Chairman and CEO Clarence Otis is stepping down after a decade at the helm. He'll be gone by the end of the year. It's not really a surprise: Fending off activist investors while dealing with the restaurateur's recent sluggish performance will turn any executive chair into a hot seat. However, watching the stock open higher on Tuesday morning on the news that broke after market close on Monday is a bit of a shock.
Source: Olive Garden.
Darden's problems go beyond simply replacing its CEO. Olive Garden has rattled off four consecutive quarters of negative comps, while Darden as a whole has missed Wall Street's profit targets in four of the past five quarters. Investors may want to blame the CEO -- turning him away like stale breadsticks -- but there's a larger trend working against Italian casual dining chains that goes beyond the person calling the shots.

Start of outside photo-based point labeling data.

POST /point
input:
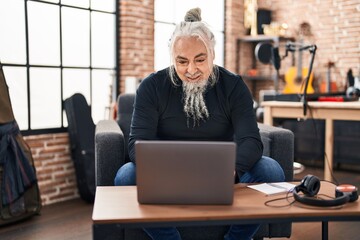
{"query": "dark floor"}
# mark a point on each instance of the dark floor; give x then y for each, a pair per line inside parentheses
(72, 219)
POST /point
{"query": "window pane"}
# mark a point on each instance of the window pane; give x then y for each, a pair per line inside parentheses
(162, 35)
(45, 99)
(77, 3)
(12, 29)
(75, 37)
(16, 81)
(102, 85)
(76, 81)
(103, 40)
(104, 5)
(44, 35)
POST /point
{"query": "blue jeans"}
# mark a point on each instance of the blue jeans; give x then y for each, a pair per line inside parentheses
(265, 170)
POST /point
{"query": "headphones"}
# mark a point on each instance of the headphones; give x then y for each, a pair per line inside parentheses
(310, 186)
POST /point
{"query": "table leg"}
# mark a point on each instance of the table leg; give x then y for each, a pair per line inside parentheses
(329, 153)
(325, 230)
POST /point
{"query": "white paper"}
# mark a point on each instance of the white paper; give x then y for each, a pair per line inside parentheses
(273, 188)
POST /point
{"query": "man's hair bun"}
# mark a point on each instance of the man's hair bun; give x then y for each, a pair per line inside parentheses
(193, 15)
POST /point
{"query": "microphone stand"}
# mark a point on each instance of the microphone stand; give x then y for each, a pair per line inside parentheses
(291, 47)
(312, 50)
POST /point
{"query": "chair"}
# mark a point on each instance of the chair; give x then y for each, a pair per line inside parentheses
(111, 152)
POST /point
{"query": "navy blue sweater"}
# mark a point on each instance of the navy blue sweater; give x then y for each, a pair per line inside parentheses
(158, 115)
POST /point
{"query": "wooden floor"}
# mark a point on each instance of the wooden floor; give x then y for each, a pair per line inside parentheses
(72, 220)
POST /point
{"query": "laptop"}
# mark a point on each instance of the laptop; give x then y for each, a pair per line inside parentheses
(185, 172)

If the stock is rallying on the prospects for an executive shuffle resulting in an outright sale of Darden, the market may be sorely disappointed in the end result. After all, Darden on Monday completed the sale of Red Lobster -- a concept that was faring worse than Olive Garden -- and activists are angry that it didn't get enough for the struggling seafood chain. Why would Olive Garden command a much loftier market premium? It's not as if Red Lobster was a secret pocket listing. It had been trying to publicly smoke out a suitor for months.
Given that casual dining has been out of favor with investors outside of a handful of market darlings, it's hard to fathom Darden as a buyout candidate. Darden does have some promising younger concepts in its portfolio, but it can't turn Seasons 52 or Yard House into needle-moving companies without selling Olive Garden in another fire sale. Either way, now with Red Lobster gone, Olive Garden contributed 57% of Darden's revenue in its most recent quarter. Darden won't reward investors until it fixes Olive Garden.
It is good to see Darden announce that it will separate the CEO and chairman positions, but simply doubling up on Otis' former tasks will not make Olive Garden relevant again. We've been through enough menu changes and decor remodels to know that it's not going to shake its role as a punchline when someone wants to poke fun at a mass marketer of Italian cuisine.
When you're here you are family. The rub is that you're a dysfunctional family.